Last February was my first heart month and it surprised me by being a big deal. One of the things I did, quietly, was go to the Go Red for Women Casting Call at the Mall of America. Each year several women are chosen as Go Red spokeswomen, and I knew that if I didn’t at least try, I’d be mad at myself. But I didn’t tell anyone about it, except Scott and even him not til the day before.
I went alone and got in line with my form and clipboard. There was a Go Red media backdrop, a chair, lots of lights, a camera, and an interviewer. She was very nice and clearly a professional. She knew how to get me to talk comfortably (public speaking is not a problem for me; cameras, that’s another story). By the end I was crying and so was she. It was over quickly and I was happy with what I said. I looked around a little at the other Go Red events, and went home.

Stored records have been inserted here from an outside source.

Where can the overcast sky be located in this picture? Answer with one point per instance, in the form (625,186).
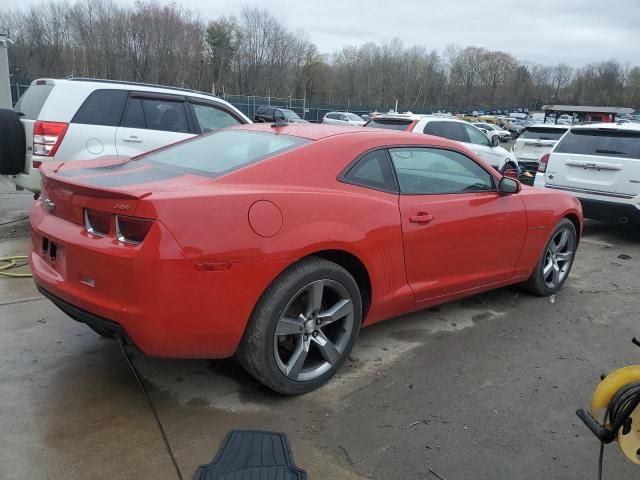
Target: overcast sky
(544,31)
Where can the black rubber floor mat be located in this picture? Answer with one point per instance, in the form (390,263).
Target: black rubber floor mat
(252,455)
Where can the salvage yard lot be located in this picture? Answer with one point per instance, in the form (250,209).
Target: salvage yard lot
(485,387)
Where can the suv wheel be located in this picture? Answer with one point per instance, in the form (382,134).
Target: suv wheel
(303,327)
(12,143)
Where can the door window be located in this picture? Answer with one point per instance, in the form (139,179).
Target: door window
(102,107)
(211,118)
(437,171)
(373,171)
(476,136)
(450,130)
(165,115)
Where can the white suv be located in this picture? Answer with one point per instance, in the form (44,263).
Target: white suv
(453,129)
(599,164)
(78,119)
(534,142)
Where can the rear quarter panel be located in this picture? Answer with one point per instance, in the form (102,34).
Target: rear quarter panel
(544,210)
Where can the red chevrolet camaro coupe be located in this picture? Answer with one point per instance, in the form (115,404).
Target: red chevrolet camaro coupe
(276,244)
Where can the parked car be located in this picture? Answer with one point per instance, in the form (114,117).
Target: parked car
(259,242)
(453,129)
(534,142)
(599,164)
(271,114)
(343,118)
(491,131)
(78,119)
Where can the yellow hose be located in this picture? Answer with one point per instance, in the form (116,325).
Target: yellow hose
(11,263)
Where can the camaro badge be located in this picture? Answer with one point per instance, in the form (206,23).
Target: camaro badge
(49,205)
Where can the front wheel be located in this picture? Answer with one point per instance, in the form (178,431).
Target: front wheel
(303,327)
(555,264)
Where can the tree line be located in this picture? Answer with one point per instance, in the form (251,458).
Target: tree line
(256,54)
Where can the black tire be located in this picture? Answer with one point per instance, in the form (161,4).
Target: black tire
(12,143)
(536,284)
(259,351)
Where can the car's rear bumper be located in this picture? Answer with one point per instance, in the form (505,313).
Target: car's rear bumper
(610,211)
(152,293)
(605,206)
(28,181)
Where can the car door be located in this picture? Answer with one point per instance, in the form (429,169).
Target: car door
(209,116)
(152,121)
(480,144)
(459,233)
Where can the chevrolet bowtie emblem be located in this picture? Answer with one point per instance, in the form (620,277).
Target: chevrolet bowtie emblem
(49,205)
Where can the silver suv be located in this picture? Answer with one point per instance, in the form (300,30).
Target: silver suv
(79,119)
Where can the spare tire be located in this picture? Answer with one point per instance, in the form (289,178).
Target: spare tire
(12,143)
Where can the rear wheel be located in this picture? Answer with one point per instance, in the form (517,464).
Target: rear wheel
(12,143)
(303,327)
(555,264)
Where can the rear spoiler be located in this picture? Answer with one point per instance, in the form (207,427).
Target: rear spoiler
(50,178)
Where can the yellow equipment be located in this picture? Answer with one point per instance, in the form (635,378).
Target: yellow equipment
(615,411)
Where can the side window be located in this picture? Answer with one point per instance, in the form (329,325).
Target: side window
(165,115)
(372,171)
(476,136)
(211,118)
(134,116)
(450,130)
(102,107)
(423,171)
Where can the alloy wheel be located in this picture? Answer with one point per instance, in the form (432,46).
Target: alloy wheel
(313,330)
(558,258)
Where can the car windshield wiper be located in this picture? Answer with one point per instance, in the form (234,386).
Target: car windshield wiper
(611,152)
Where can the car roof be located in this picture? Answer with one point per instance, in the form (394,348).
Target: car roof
(549,125)
(90,84)
(628,127)
(320,131)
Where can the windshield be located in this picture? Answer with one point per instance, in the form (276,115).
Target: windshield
(606,143)
(224,151)
(541,133)
(289,114)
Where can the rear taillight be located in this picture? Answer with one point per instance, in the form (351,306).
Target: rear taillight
(131,229)
(542,166)
(97,223)
(47,137)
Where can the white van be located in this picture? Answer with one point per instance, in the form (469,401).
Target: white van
(81,119)
(599,164)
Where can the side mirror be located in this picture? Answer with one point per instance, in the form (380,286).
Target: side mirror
(509,186)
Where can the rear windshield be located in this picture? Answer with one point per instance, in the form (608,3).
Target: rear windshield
(389,123)
(32,101)
(601,143)
(541,133)
(224,151)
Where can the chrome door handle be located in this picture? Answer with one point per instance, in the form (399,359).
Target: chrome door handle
(421,218)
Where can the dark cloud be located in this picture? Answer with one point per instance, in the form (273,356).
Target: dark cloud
(543,31)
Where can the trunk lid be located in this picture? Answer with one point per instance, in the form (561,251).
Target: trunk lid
(597,160)
(107,185)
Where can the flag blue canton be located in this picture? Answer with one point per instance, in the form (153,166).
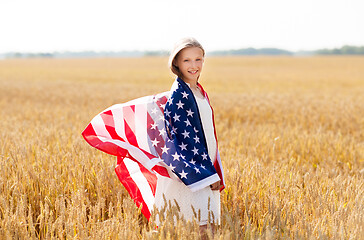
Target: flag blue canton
(185,150)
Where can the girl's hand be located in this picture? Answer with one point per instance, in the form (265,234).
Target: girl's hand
(216,186)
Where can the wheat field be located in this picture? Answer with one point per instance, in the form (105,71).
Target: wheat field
(291,138)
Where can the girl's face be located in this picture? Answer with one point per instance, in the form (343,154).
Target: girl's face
(190,61)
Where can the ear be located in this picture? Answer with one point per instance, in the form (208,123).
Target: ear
(174,63)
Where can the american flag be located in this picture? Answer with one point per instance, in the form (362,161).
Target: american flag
(152,135)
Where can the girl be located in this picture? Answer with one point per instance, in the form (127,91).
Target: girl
(186,61)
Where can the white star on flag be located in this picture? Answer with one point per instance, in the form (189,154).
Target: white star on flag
(180,104)
(153,126)
(175,156)
(189,113)
(167,113)
(165,149)
(162,132)
(155,142)
(187,123)
(154,111)
(176,117)
(185,95)
(172,167)
(183,146)
(195,151)
(186,134)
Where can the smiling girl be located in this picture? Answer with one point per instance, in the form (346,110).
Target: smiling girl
(186,61)
(166,144)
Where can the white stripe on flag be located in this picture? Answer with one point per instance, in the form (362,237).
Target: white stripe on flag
(141,182)
(101,132)
(119,123)
(99,127)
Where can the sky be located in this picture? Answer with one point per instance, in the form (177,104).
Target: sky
(116,25)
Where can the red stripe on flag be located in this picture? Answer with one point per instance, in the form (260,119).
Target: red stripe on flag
(132,188)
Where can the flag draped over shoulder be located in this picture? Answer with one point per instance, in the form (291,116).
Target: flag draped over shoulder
(154,134)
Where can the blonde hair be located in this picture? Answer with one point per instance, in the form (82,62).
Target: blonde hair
(179,46)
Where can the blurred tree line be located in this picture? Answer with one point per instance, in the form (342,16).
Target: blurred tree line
(345,50)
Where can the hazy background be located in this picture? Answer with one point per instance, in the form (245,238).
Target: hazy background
(47,26)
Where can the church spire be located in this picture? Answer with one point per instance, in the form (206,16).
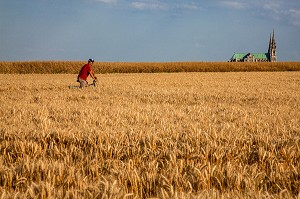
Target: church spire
(272,48)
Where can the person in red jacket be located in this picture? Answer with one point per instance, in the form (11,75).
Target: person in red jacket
(85,71)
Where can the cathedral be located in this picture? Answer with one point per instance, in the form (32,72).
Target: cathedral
(270,56)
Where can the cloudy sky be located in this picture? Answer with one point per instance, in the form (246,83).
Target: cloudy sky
(146,30)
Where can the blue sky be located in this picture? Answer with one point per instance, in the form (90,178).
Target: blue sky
(146,30)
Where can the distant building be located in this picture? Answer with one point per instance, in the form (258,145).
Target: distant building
(270,56)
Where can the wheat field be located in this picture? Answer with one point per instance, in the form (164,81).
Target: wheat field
(159,135)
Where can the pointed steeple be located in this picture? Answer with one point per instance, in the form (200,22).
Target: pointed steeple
(272,48)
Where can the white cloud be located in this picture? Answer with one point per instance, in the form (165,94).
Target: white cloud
(235,4)
(186,6)
(150,5)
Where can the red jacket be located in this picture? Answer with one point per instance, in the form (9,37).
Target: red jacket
(84,72)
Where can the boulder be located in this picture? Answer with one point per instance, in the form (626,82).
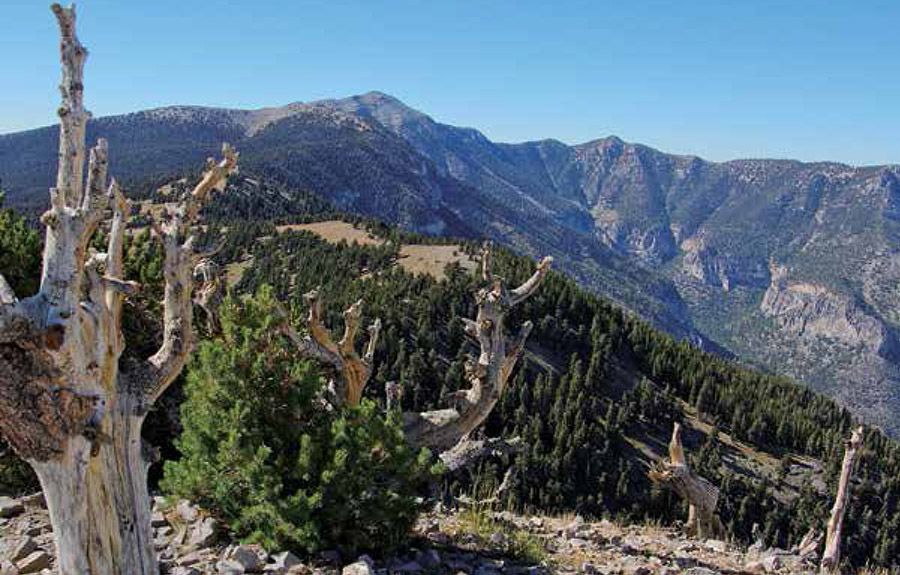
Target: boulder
(363,566)
(25,547)
(285,560)
(247,557)
(769,564)
(187,512)
(35,562)
(10,507)
(204,533)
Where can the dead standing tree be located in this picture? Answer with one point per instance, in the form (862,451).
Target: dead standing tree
(65,406)
(701,495)
(445,431)
(831,558)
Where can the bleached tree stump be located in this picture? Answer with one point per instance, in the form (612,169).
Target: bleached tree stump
(831,558)
(701,495)
(65,405)
(444,430)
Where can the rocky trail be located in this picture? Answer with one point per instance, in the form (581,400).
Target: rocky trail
(462,542)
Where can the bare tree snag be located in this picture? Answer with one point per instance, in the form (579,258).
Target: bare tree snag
(443,429)
(352,371)
(701,495)
(807,547)
(209,292)
(831,558)
(65,407)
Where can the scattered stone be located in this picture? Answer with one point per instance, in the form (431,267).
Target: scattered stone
(247,557)
(204,533)
(285,560)
(430,559)
(10,507)
(187,512)
(37,561)
(769,564)
(363,566)
(230,567)
(157,519)
(35,500)
(408,567)
(23,549)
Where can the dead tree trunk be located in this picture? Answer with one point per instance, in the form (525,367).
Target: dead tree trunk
(443,430)
(701,495)
(65,407)
(351,370)
(831,558)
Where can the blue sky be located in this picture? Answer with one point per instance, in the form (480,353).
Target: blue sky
(721,79)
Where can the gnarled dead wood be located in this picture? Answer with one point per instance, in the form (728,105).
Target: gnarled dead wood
(807,547)
(441,430)
(701,495)
(831,558)
(64,405)
(352,371)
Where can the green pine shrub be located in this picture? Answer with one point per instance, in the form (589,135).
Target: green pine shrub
(260,451)
(20,264)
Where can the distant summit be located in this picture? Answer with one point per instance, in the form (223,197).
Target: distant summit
(790,266)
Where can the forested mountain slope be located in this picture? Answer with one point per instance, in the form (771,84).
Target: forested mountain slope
(597,393)
(789,266)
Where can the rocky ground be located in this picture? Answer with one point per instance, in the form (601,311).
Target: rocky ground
(467,542)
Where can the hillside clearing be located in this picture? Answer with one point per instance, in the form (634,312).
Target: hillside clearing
(414,258)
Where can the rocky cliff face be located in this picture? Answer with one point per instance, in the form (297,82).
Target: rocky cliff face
(684,242)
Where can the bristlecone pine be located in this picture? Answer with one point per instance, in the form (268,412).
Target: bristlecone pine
(66,407)
(831,558)
(444,431)
(701,495)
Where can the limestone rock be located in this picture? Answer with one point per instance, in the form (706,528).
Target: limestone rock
(363,566)
(10,507)
(35,562)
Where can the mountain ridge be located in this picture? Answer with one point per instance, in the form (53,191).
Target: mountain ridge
(788,265)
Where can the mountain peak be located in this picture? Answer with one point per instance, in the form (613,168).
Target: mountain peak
(386,109)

I guess some others liked what I had to say because I was selected as the winner for Minnesota, and so now you can see yours truly in Minnesota Monthly this August and on bus shelters (!) and billboards (!!) next February.
The photo shoot for the magazine was fun. There were four of us — Angie, Andrea, Jennifer, and me — and we posed for approximately 600 snaps of the shutter, maybe more, in a really cool commercial studio. We had photos together and individual “red dress” iconic shots. During the downtime we talked about heart disease and why we were there.
It was really humbling and inspiring to hear their stories. My age or younger, the other survivors are just as surprising heart disease “victims” as I am. And they are just as committed to sharing what they’ve learned, raising money and awareness, and living life to the fullest.
I hadn’t expected to enjoy the experience so much and now I want to do more. The Casting Call will open up new opportunities for me to learn and help raise awareness about women and heart disease.
Even if I do have to look at my head 14 feet tall.